Until now. Shyamalan seems weirdly at a loss for how to stage action in this confined yet open space, and his actors are often left standing around in stiff, awkward formations. (The fast-mutating ensemble also includes Embeth Davidtz, Emun Elliott, Alex Wolff, Eliza Scanlen, and Mikaya Fisher.) The camera lurches around these sandy minimalist environs, whipping up flurries of psychodrama but never quite finding the ideal placement.

The dialogue is even clumsier, all forehead-smacking exposition (“Our cells are aging very fast here!” “The dog’s dead!”) in a script that tends to tell twice as much as it shows.
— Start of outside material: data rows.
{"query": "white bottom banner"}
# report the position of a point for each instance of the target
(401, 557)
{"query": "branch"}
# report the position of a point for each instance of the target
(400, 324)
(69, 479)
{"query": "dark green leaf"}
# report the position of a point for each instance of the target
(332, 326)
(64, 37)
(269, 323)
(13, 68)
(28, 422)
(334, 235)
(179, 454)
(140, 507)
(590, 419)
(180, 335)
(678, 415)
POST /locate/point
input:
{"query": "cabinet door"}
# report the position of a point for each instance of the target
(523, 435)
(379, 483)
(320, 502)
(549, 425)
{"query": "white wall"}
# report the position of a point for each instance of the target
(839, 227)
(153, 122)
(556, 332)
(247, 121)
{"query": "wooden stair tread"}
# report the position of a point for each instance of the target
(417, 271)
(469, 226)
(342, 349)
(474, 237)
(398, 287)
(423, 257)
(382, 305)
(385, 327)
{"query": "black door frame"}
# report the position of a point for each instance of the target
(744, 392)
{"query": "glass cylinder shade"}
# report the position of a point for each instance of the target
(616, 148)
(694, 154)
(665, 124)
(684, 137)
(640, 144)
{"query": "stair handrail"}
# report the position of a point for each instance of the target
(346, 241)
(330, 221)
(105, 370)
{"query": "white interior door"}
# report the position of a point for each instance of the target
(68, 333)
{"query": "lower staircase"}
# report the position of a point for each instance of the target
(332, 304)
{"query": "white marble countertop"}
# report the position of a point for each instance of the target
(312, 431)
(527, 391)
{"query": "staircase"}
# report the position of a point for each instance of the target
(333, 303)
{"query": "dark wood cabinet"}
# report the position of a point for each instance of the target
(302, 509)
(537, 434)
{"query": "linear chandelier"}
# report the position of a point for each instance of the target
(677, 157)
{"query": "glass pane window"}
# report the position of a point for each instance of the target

In trying to capture a group state of mental and physiological free fall, the filmmaker merely exposes the limits of his own control.

So why, in spite of all that, does Old still inspire a spasm of retroactive goodwill?

Maybe because after the murky, misbegotten Glass, it’s nice to see Shyamalan doing a deranged one-off, taking the movie equivalent of an invigorating stroll in the sun.

Maybe because the story concludes not with a shocking, credulity-straining twist, but rather an explanation that, in light of all that has preceded it, feels curiously coherent, even intuitive.

Maybe because of the wondrous Vicky Krieps, whose lovely, breathy understatement finds expressive notes that few of her costars can match. (Look out for her in the upcoming Bergman Island.)

Or maybe it’s just that Old, a story of collective bodily breakdown arriving in the midst of a pandemic, builds to an obvious but appreciably stirring note.

Maybe it’s true that life is too short for bad movies. Or maybe it’s too short not to take what pleasure in them you can.

MOVIE REIVEW

Old

** 1/2 (out of four)

Directed by: M. Night Shyamalan, with Gael García Bernal, Vicky Krieps, and Rufus Sewell.

Playing at: Local theaters.

Run time: 1 hour, 48 min.

Parent’s guide: Rated PG-13 for strong violence, disturbing images, suggestive content, partial nudity, and brief strong language.